My friend Emma brings to my attention an editorial in today’s New York Times where David Brooks muses on the music of Bruce Springsteen as a cornerstone of his second, emotional rather than school-based, education. Two paragraphs really resonated with me:
What mattered most, as with any artist, were the assumptions behind the stories. His tales take place in a distinct universe, a distinct map of reality. In Springsteen’s universe, life’s “losers” always retain their dignity. Their choices have immense moral consequences, and are seen on an epic and anthemic scale.
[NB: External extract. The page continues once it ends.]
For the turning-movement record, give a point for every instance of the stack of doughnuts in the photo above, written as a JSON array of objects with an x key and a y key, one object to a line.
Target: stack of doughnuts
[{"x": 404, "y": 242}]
Last week, my kids attended their first Springsteen concert in Baltimore. At one point, I looked over at my 15-year-old daughter. She had her hands clapped to her cheeks and a look of slack-jawed, joyous astonishment on her face. She couldn’t believe what she was seeing — 10,000 people in a state of utter abandon, with Springsteen surrendering himself to them in the center of the arena.
It begins again.
I appreciate the first paragraph as a genuine and thoughtful interpretation of Bruce’s music–though one not completely in line with my own thoughts. The second paragraph, however, is great simply by virtue of the fact that it captures the both the experience one has for the first time seeing the Boss and seeing others see him for the first time. What was great though, was that with the last sentence it becomes clear that all the joy Brooks is expressing in the piece is really the joy in his belief that his daughter is now going to experience some version of his interactions with Bruce’s music. Is it sometimes wrong for parents to want their children to follow in their footsteps? Maybe, but not here.